The Christians of Thessalonica had gotten the wrong idea about work. Having heard that the Jesus might be returning soon, they decided that all they needed to do was sit down and wait. They were thinking, “Jesus is going to return, the end of the age is coming, so, hey, why work up a sweat? Let’s sit down, relax, and wait it out.” The Christians of Thessalonica figured that God would take care of everything, so why bother to work? So to these lazy bums, the Apostle Paul delivered a stinging word of rebuke; instead of being idle, lazy bums, they should follow Paul’s example and remember Paul’s motto: “If a man will not work, he shall now eat.” And that brings us back to the question I asked before the prayer, “Do you work to eat or eat to work?” What this question is really asking, is what is your ethic regarding work? Do you look at it as a necessary evil or do you look at it as an opportunity to live a Christian life? See for me, whether I do my job in the computer field or here, in my ministry, one thing is constant: I am a Christian. And in all that I do, I represent my Savior, Jesus Christ. As I do my work, I think of the Work Jesus did for me. So sometimes I wonder if people get lazy about their work ethics because they either don’t know Jesus, or maybe because no one ever shared with them the meaning of work, especially for a Christian.

Paul says that we work as an example to others. Our work is a part of our witness. He says in verse seven:

For you yourselves know how you ought to follow our example. We were not idle when we were with you, not did we eat anyone’s food without paying for it. On the contrary, we worked night and day, laboring and toiling so that we would not be a burden to any of you. We did this, not because we do not have the right to such help, but in order to make ourselves a model for you to follow.”

When I think about a person who worked hard his whole life without complaining about it, I think of my dad. If he were still alive, he would be 83 now. I’m thinking of my dad and his witness about work. As a young man growing up in a German community in communist Ukraine, he was only allowed to complete the fourth grade so that at age 10, he could go to work and bring in money for the family.
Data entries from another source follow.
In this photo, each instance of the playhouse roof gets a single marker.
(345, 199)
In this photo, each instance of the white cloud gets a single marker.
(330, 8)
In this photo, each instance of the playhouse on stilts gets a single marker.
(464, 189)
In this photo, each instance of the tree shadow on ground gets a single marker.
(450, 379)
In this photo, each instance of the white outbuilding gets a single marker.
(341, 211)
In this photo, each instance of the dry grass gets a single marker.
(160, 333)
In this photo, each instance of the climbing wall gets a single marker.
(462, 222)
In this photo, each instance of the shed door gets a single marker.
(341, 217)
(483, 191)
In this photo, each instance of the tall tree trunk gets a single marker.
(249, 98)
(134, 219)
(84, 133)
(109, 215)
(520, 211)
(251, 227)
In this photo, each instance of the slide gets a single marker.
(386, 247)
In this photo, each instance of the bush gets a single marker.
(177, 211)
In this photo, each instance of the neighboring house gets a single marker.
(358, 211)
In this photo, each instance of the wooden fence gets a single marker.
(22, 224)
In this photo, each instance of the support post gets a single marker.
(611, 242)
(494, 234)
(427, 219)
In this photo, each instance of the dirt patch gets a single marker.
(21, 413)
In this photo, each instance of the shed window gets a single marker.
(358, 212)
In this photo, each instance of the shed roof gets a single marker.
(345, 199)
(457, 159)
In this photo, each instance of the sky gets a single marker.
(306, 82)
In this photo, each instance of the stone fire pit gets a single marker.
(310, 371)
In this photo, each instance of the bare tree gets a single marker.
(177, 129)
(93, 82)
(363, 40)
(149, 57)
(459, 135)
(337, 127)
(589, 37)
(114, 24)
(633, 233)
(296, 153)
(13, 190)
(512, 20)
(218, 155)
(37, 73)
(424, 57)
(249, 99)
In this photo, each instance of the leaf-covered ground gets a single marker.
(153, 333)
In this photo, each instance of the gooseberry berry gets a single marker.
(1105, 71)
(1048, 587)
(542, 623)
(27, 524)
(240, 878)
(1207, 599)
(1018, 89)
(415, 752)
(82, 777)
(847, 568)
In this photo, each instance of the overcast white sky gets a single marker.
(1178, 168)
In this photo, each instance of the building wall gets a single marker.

His own dad was killed by the communists and his mother worked two jobs in the “big city” in order to support dad and his two brothers. My dad knew nothing, other than work, for most of his life. Later he was drafted into the German army where he worked 18 hours a day. Then, after the war, Germany was in a shambles and he worked on farms during every daylight hour. It wasn’t until mom and dad came to America that my dad could at least reduce his working hours to about 10 a day. But still, he worked hard. And he didn’t complain. He didn’t give in to despair nor did he give in to laziness. Dad was proud of his work. For him, his work was his witness. Dad would get up early and come home late, often working overtime, but he would not complain. Instead he would tell us that what he was doing was to make sure that people were satisfied with the quality of his work. His work was his witness. And, unfortunately, it’s not as easy to find this work ethic anymore.